Excellent rant. Really excellent.

I find it interesting to note that the three infrastructure-related initiatives you cited all have their roots in military justifications of the day. In the case of Ike's highways - it really was more his initiative than not, I think - it was based on what he learned from Hitler's Autobahn (and how it advantaged Germany during the war). As you may know, IS highway specs, at least originally perhaps no longer, included requirements for aircraft-capable stretches for things like C-130 transports.

In the moon shot case, JFK killed several birds with one stone, including creating the entire semi-conductor industry, advancing computer science by quantum leaps, and - by-the-by - developing the missile technology, specifically throw weight and guidance systems, sufficient for MIRV'ed and giant thermonuclear warheads.

The internet might have actually owned some debt to Al Gore's dad, not sure when he left the Senate. The DARP project spawned the internet (that really, really sucks in this country PARTICULARLY for those of us getting our electricity as a result of the Rural Electrification Act) was a result of the need do develop a communications protocol that could be "Tempest hardened." Understanding the electromagnetic storm that would accompany a major nuclear exchange (or so it was and is thought) would play havoc with existing communications, that project was of tremendous strategic importance - if you're going to do the nuclear tango.

Only the REA, of those you noted and there are clearly many more that could be offered as examples,(some without a military flavor) is lacking any direct or even indirect military justification.
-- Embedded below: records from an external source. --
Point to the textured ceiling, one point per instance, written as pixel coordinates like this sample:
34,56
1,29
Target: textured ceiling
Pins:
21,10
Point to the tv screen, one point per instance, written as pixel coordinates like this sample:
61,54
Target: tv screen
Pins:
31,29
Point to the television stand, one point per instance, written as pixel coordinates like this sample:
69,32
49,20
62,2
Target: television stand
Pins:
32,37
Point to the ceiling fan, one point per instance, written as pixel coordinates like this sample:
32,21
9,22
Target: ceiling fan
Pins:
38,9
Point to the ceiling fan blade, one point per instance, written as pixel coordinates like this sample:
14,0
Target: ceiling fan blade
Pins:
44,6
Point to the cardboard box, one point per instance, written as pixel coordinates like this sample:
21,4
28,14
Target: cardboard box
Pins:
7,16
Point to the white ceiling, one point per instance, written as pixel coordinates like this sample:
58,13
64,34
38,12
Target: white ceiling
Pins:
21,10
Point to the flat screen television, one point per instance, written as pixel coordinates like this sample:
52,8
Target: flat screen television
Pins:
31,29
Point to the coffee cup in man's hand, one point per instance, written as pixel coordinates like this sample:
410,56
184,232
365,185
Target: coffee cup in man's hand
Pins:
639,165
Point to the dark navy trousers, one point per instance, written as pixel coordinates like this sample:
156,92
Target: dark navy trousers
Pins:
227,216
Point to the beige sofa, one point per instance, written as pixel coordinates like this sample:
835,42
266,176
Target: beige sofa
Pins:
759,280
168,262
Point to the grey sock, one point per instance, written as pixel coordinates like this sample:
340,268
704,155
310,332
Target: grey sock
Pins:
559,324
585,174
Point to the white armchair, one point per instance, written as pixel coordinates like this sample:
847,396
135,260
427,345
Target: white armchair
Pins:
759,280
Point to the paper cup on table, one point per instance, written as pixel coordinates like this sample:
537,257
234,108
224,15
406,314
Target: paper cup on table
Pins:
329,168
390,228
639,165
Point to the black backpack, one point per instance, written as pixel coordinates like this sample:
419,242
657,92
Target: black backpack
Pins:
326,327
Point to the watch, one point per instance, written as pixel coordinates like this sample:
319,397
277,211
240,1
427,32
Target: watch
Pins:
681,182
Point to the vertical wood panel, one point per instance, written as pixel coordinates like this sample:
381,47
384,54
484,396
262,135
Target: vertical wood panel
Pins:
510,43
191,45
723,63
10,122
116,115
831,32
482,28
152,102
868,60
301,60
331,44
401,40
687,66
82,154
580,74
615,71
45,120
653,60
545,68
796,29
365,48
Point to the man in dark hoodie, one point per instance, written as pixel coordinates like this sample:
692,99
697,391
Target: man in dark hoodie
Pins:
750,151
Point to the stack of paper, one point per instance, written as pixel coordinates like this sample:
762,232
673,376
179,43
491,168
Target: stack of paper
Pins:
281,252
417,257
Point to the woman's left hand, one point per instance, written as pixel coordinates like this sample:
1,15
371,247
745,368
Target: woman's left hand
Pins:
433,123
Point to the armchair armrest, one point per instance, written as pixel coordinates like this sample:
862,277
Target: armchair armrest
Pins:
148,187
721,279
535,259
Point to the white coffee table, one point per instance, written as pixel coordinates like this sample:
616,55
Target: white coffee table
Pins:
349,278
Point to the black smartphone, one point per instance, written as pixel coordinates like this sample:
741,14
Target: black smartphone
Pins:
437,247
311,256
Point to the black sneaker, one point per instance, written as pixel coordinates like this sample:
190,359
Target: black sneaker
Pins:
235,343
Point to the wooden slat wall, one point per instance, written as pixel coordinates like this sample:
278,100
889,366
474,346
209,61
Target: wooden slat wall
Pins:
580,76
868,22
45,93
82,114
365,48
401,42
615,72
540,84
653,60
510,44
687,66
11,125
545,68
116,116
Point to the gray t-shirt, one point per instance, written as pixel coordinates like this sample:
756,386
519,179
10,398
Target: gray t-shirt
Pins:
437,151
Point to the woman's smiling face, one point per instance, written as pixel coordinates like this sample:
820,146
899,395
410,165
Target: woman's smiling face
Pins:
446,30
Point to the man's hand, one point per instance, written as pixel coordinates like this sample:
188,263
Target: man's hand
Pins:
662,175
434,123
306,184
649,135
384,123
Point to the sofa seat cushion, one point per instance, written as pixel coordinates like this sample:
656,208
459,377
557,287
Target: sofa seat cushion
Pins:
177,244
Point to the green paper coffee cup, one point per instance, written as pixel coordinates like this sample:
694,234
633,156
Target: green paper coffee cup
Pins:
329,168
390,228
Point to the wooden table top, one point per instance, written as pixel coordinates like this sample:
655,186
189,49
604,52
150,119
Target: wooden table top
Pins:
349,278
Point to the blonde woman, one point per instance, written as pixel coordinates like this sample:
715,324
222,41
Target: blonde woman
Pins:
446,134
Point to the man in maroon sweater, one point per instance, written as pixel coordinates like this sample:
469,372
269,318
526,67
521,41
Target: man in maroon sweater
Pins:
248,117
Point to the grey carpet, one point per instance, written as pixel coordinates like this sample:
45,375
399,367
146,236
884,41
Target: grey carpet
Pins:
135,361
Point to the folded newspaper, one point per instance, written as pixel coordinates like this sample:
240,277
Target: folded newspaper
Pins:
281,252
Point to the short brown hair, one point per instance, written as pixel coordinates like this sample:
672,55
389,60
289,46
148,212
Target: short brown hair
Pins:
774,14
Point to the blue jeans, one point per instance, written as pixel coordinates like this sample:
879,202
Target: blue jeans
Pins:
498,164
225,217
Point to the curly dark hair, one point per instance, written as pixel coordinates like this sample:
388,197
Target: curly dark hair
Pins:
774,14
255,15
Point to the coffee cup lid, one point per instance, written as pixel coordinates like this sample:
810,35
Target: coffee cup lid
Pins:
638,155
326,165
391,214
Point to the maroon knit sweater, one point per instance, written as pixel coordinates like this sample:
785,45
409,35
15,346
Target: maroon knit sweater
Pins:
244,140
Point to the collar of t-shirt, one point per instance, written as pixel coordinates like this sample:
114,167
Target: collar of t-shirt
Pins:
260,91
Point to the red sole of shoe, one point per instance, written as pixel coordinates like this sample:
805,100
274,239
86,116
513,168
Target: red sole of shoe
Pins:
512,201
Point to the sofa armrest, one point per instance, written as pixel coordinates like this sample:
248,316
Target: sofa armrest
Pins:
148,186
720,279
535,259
It is worth noting that, since the infrastructure costs are long since sunk and that infrastructure now an asset, the Independently Owned Utilities (appropriately called "IOUs" since that is what many of their customers can expect to be confronting) are snatching up the remaining cooperatives that arose to implement the REA on the ground and up the pole.

Complex problems rarely have single causes but there is a 100% unbroken track record for empire; the country from which the empire sprang ends up sucking hind teat. Only England and France, and then only to a limited extent, managed to learn from history; they did not fall as far as most of the others.

In this country history is, and pretty much always has been, one of those effete, European intellectual artifacts that we of the Exceptional Country have no need of.